We just returned from our first stint of camping in our Month of Camping. While the first two trips this year fell mostly flat, this was a good one. We stayed at Sandy Flat in the Kern River area, and it was really enjoyable. Despite extreme heat (99 degrees the whole stay), horrid fetid toilets, and a close encounter with a bear, it was a really terrific way to spend a holiday weekend. There was river access just feet away from our campsite, and the river was surprisingly just cold enough to be refreshing but not freezing. I spent the two full days enjoying the water (swimming in fresh water is so rare here), swimming to the other side of the river and basking on rocks and then jumping back in. Somehow I managed to have all of us avoid getting horribly sunburnt. On the 3rd we went to a fun fireworks show at Lake Isabella. Normally due to my noise issues, July 4th is a bit of a torment for me, but this year was a good one. Along with our very nice trip, I went to see Kool & the Gang at the Hollywood Bowl with my NY friend while the BF took the boys to a local firework show. The Bowl show was great, and reminded me how glad I am that concerts are back. 

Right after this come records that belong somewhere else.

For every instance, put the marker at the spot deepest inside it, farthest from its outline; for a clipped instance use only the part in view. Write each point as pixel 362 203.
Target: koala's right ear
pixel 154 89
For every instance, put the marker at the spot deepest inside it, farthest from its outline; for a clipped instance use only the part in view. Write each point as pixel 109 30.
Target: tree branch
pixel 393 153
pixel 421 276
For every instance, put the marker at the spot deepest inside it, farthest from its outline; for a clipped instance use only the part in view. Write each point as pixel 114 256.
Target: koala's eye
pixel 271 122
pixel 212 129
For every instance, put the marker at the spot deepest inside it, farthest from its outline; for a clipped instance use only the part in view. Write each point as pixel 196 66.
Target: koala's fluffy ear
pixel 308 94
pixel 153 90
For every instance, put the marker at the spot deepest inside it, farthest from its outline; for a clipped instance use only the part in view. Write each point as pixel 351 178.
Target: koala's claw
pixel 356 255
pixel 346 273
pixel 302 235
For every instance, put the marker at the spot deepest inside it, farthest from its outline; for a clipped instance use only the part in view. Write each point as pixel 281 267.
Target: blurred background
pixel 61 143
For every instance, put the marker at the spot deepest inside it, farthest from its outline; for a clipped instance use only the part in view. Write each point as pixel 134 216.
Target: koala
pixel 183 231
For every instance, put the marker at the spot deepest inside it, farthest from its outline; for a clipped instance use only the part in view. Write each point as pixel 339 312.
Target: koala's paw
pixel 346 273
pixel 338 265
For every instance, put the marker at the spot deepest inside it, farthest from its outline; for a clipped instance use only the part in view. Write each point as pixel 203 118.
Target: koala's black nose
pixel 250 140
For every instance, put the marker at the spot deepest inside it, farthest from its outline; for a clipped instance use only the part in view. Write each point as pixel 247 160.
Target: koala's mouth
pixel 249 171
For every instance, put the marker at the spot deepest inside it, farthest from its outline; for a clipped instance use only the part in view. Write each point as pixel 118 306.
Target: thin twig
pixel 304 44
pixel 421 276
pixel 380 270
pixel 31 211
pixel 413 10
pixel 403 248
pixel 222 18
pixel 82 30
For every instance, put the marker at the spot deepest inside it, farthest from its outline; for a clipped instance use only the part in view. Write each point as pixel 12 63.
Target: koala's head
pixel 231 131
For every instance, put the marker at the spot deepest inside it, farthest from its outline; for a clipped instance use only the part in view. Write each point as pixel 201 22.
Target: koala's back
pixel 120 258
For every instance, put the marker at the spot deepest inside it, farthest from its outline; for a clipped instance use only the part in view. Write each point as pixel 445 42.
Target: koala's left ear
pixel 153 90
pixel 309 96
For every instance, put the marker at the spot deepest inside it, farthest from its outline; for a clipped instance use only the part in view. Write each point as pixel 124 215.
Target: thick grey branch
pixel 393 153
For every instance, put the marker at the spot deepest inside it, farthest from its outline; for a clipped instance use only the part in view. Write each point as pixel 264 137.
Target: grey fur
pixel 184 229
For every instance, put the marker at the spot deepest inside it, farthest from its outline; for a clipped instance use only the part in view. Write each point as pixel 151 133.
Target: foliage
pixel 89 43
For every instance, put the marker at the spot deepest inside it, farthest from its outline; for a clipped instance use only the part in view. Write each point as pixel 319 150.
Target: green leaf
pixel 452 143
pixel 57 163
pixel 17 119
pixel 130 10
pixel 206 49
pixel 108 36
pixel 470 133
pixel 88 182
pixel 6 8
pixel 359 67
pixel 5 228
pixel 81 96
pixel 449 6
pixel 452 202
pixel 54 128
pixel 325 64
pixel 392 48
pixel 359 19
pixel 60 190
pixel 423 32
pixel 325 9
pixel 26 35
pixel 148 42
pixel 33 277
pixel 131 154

The first morning at our campsite before anyone else had arrived, Theo pointed out a bear sitting on a rock about twenty feet from us behind my back. He said it so casually that I didn’t look because I was convinced he was trying to trick me. Bobby was in the tent and the BF was off fishing. We both just stared at it, me ready to grab Theo and jump in the car at any second, waiting to see what it would do. But it just trundled off. I wasn’t scared - I mean, the odds of this bear charging us was pretty small - but boy, I guess my plan to “never camp where there are bears” is no longer a thing-!

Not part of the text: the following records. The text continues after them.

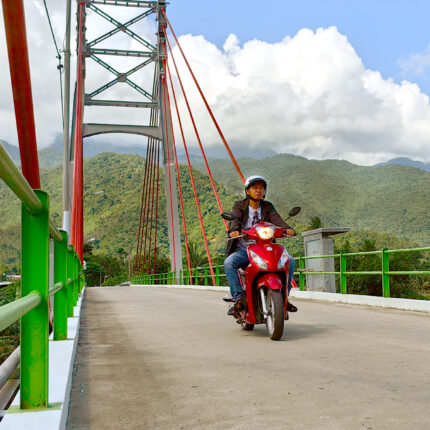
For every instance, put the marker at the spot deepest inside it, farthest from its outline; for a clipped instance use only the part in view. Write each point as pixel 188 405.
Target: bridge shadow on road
pixel 158 358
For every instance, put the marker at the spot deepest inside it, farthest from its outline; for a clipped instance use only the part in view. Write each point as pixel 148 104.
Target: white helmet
pixel 253 179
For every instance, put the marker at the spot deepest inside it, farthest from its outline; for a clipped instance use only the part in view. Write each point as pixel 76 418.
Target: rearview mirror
pixel 227 216
pixel 295 211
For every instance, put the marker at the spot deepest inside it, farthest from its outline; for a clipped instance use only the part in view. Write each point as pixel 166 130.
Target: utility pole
pixel 66 116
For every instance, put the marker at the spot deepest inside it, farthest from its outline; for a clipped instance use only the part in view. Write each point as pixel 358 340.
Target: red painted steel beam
pixel 177 164
pixel 205 101
pixel 190 170
pixel 142 206
pixel 163 81
pixel 77 236
pixel 148 204
pixel 156 205
pixel 196 133
pixel 16 37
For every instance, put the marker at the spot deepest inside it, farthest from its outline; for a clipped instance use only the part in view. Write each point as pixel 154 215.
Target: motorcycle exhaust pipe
pixel 263 303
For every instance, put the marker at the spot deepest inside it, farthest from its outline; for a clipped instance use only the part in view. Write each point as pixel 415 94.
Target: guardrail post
pixel 343 286
pixel 76 286
pixel 60 298
pixel 385 276
pixel 302 286
pixel 70 305
pixel 35 324
pixel 217 276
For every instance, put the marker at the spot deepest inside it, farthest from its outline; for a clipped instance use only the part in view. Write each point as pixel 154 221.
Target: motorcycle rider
pixel 246 213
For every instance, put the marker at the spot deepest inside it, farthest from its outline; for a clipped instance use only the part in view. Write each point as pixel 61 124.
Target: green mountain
pixel 112 217
pixel 392 199
pixel 389 199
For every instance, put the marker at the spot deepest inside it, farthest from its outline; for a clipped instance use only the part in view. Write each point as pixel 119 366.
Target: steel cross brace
pixel 128 3
pixel 120 27
pixel 119 52
pixel 121 77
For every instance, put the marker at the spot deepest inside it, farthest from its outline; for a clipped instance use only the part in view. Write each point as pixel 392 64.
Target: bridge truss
pixel 159 129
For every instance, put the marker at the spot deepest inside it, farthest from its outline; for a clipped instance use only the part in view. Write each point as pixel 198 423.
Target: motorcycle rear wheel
pixel 275 317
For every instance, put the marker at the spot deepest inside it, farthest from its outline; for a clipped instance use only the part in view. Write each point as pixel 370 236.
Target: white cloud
pixel 309 94
pixel 416 64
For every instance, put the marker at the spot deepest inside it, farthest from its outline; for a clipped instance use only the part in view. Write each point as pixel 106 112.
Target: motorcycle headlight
pixel 284 258
pixel 265 233
pixel 257 259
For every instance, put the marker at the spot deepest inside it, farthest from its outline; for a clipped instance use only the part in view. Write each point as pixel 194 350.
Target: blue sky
pixel 381 31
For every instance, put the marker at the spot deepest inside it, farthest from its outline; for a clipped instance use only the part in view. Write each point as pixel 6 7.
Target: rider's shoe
pixel 291 307
pixel 236 308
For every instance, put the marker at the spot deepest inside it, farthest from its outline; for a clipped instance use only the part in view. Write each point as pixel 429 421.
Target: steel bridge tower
pixel 160 126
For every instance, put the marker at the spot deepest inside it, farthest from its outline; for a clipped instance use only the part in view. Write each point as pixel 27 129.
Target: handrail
pixel 9 366
pixel 385 273
pixel 15 180
pixel 36 227
pixel 15 310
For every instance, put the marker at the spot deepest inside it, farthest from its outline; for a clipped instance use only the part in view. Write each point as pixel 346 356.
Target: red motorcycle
pixel 265 279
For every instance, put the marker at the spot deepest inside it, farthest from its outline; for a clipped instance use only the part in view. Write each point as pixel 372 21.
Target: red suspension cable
pixel 196 132
pixel 156 205
pixel 176 163
pixel 152 210
pixel 146 204
pixel 150 198
pixel 205 102
pixel 78 174
pixel 192 180
pixel 163 81
pixel 136 266
pixel 142 206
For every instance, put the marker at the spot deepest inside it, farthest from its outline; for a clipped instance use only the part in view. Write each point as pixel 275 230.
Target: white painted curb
pixel 61 359
pixel 350 299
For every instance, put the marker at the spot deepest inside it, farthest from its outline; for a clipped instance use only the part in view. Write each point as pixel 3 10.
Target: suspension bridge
pixel 161 354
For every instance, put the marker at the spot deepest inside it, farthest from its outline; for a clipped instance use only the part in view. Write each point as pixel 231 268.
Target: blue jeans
pixel 239 259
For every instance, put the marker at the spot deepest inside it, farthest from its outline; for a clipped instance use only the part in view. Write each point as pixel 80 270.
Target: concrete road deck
pixel 171 359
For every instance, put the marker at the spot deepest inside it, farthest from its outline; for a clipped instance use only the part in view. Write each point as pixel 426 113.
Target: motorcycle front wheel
pixel 247 326
pixel 275 314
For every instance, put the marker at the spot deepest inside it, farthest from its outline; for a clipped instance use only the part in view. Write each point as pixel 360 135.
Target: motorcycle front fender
pixel 270 280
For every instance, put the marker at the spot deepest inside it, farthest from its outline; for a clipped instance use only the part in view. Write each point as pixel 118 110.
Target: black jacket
pixel 240 213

During the trip I got an email from the grant portal asking me to update my proposed budget to meet a new grant amount. I heard they had been lowering people’s grants and to just accept less now and sort it out later, so I clicked on with spotty reception in a supermarket parking lot, only to find it looked like they were offering me $10,000 more-? I added $10,000 to my budget and submitted it. I’m confused by it all, but glad that after all this time of no contact that at least something happened that wasn’t a decline. I can still be declined, however. I am now back in “under review” hell. Meanwhile, my friend who applied after me already has her money deposited. Sigh. 

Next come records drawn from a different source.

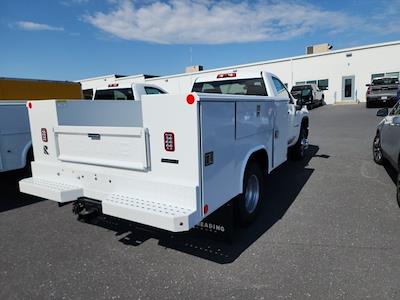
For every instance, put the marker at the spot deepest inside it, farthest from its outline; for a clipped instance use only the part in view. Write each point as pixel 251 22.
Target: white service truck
pixel 15 138
pixel 167 161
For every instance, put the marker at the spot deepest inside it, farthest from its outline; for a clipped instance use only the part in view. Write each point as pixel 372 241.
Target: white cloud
pixel 219 22
pixel 27 25
pixel 73 2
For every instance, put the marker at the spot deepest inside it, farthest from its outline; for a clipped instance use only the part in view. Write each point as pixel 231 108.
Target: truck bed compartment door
pixel 218 153
pixel 117 147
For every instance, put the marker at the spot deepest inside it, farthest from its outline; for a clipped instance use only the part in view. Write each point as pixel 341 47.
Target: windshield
pixel 384 81
pixel 253 86
pixel 114 94
pixel 301 88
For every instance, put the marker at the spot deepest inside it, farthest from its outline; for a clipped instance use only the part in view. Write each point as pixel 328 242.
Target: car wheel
pixel 377 150
pixel 249 202
pixel 398 189
pixel 297 151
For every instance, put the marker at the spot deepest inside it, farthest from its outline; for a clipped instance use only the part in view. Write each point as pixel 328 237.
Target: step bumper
pixel 161 215
pixel 52 190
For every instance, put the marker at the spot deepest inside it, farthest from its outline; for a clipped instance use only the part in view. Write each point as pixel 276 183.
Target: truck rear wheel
pixel 377 150
pixel 249 202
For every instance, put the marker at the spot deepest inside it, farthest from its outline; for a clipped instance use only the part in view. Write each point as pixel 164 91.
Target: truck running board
pixel 161 215
pixel 52 190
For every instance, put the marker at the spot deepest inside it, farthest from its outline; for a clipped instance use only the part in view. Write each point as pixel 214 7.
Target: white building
pixel 344 72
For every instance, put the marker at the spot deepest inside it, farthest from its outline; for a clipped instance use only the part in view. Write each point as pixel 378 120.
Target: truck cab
pixel 126 91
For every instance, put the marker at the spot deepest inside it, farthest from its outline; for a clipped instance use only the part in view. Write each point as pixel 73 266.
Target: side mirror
pixel 396 121
pixel 383 112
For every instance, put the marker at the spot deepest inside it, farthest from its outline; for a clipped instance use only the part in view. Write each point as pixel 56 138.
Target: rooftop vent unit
pixel 320 48
pixel 192 69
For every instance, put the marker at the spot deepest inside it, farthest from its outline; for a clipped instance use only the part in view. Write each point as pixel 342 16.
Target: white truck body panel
pixel 125 165
pixel 14 135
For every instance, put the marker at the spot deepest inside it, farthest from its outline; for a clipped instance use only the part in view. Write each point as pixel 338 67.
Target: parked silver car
pixel 386 146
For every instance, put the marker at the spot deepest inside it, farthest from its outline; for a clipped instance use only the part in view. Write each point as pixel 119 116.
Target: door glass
pixel 348 87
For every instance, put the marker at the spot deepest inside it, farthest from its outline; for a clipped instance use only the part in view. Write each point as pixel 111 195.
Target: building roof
pixel 36 80
pixel 393 43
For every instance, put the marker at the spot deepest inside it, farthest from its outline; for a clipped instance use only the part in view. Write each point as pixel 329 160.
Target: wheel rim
pixel 252 194
pixel 303 143
pixel 377 149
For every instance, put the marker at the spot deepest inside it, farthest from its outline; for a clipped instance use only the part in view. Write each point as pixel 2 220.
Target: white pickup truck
pixel 15 138
pixel 167 161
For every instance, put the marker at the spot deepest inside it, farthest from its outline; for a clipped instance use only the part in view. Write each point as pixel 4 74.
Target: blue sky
pixel 74 39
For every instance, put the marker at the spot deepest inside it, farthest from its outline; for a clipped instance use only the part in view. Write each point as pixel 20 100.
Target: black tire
pixel 398 189
pixel 297 151
pixel 249 202
pixel 377 150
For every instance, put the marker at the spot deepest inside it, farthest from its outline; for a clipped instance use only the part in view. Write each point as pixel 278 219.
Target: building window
pixel 323 84
pixel 377 75
pixel 87 94
pixel 393 74
pixel 388 74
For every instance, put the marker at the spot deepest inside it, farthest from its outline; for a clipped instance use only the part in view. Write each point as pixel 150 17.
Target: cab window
pixel 251 86
pixel 114 94
pixel 153 91
pixel 280 88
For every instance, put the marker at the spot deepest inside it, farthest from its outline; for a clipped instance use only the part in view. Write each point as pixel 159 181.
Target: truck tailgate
pixel 118 147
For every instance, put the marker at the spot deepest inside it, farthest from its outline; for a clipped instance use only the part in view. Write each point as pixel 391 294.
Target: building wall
pixel 363 62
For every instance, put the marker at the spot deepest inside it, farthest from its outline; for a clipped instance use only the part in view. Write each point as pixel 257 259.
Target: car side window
pixel 281 89
pixel 396 110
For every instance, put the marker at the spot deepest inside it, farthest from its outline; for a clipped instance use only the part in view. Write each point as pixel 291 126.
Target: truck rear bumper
pixel 129 207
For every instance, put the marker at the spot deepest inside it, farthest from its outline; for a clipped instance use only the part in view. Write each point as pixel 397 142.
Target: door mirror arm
pixel 383 112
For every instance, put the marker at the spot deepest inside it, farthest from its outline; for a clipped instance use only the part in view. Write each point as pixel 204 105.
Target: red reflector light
pixel 190 99
pixel 226 75
pixel 44 135
pixel 169 141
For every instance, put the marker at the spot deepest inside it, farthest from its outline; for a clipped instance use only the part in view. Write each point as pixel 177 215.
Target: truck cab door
pixel 390 134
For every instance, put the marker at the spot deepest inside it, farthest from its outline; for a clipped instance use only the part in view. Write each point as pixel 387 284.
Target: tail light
pixel 169 141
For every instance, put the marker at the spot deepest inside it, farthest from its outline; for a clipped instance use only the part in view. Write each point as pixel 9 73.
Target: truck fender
pixel 24 154
pixel 246 160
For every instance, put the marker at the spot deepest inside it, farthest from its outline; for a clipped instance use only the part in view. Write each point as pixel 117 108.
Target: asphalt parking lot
pixel 330 230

Sign ups for the event remain slow. I, too, would be waiting at this point. Coronavirus numbers are ticking up in California for the first time in months. Everyone is waiting to see what will happen. I’m hoping if there is a minor surge here that it’ll be over by mid-August - that’s pretty much how it went last year. But nobody knows what’s going to happen, least of all me. It’s very hard knowing I now have to commit some serious money to this - with less than two months left, I must start buying many flights and products soon - and I’m very afraid to do so. What if I have to cancel? What if the people I buy flights for decide they don’t want to come? At some point I just have to bite the bullet and proceed “as if”. But right now I’m reluctant to really commit. 

In preparing for possible closures/crowds for our big trip in two weeks, I made some alternative plans. I booked a rappelling tour for one day and a Colorado River kayak trip for a second day. It’s costly but worth it if it means saving a potentially doomed trip. I’m currently looking for swimming holes in case getting in to Zion National park becomes impossible. There are stunning swimming holes in Utah...and they’re all several hours away from where we’re staying. Boo. I’m still afraid oppressive heat will make the entire trip untenable. I really never imagined we’d be seeing potentially 108 degree temperatures in Utah. Maybe I should have researched this a little better before booking it last winter. Either way at least we’re on the move to new spots every couple of days, and I’m trying to find lots of alternatives to pivot to in case of heat or crowds. I hope it all works out. That goes for so many things right now.